Disposant de l'ingénierie nécessaire, les conseils généraux développent depuis plusieurs années des nouveaux outils destinés aux petites collectivités, victimes du désengagement de l'État et de la réduction des prestations auparavant fournies par les anciennes DDE et DDA. Les formules juridiques retenues sont diverses : elles vont de l'association à l'établissement public local, en passant par les agences techniques départementales et peut-être à l'avenir, par les sociétés publiques locales (SPL) 165 ( * ) . L'hétérogénéité de ces outils démontre la nécessité d'une certaine souplesse destinée à trouver la formule la plus adaptée aux spécificités des territoires. Il en est de même au niveau des champs d'intervention de ces structures ainsi que de leurs modalités de financement.

Des exemples d'initiatives départementales

Le conseil général de Saône-et-Loire a mis en place une agence , sous la forme juridique d'un établissement public, intervenant en assistance à maîtrise d'ouvrage en matière de voirie ou de construction de bâtiments. Le département a également souhaité instituer un organisme spécialisé dans le domaine de l'eau, afin d'intervenir en assistance à maîtrise d'ouvrage et en maîtrise d'oeuvre. Un tel projet nécessitait une forme juridique sécurisée. Face au refus des services de l'État que cet organisme soit constitué sous la forme d'un syndicat mixte, le département a opté pour le statut d'une association Loi 1901.

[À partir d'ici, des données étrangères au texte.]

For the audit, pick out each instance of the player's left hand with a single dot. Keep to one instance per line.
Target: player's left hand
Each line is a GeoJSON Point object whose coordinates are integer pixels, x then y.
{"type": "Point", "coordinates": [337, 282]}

Le département du Var a également mis en place une agence départementale d'ingénierie publique. Les missions proposées sont adaptées aux besoins des territoires : une mutualisation des fonctions supports en milieu urbain, pour les agglomérations et les grandes communes ; une ingénierie de conseil et d'assistance en milieu rural, pour les petites communes et les intercommunalités. La formule juridique privilégiée est la société publique locale, sur laquelle le département conserve une maîtrise totale. Le recours à l'agence n'est pas soumis aux règles de la concurrence. Par ailleurs, elle intervient uniquement pour le compte de ses membres, qui sont exclusivement des collectivités territoriales ou leurs groupements.

Le département de la Mayenne s'est récemment doté d'une agence technique départementale de l'eau (ATD'EAU 53). Elle prend le relais de l'État pour apporter aux 61 collectivités territoriales ou EPCI adhérents, une assistance technique, juridique ou financière dans le domaine de la gestion de l'eau (eau potable/eau potable et assainissement). L'agence est un établissement public administratif constitué à partir du conseil général et des collectivités compétentes dans le domaine de l'eau.

On citera également la création de plusieurs agences départementales de l'aménagement du département par le conseil général de la Charente, ou encore la mise en place d'une Mission d'Ingénierie et d'Appui Départementale (MIAD) par le département du Pas-de-Calais .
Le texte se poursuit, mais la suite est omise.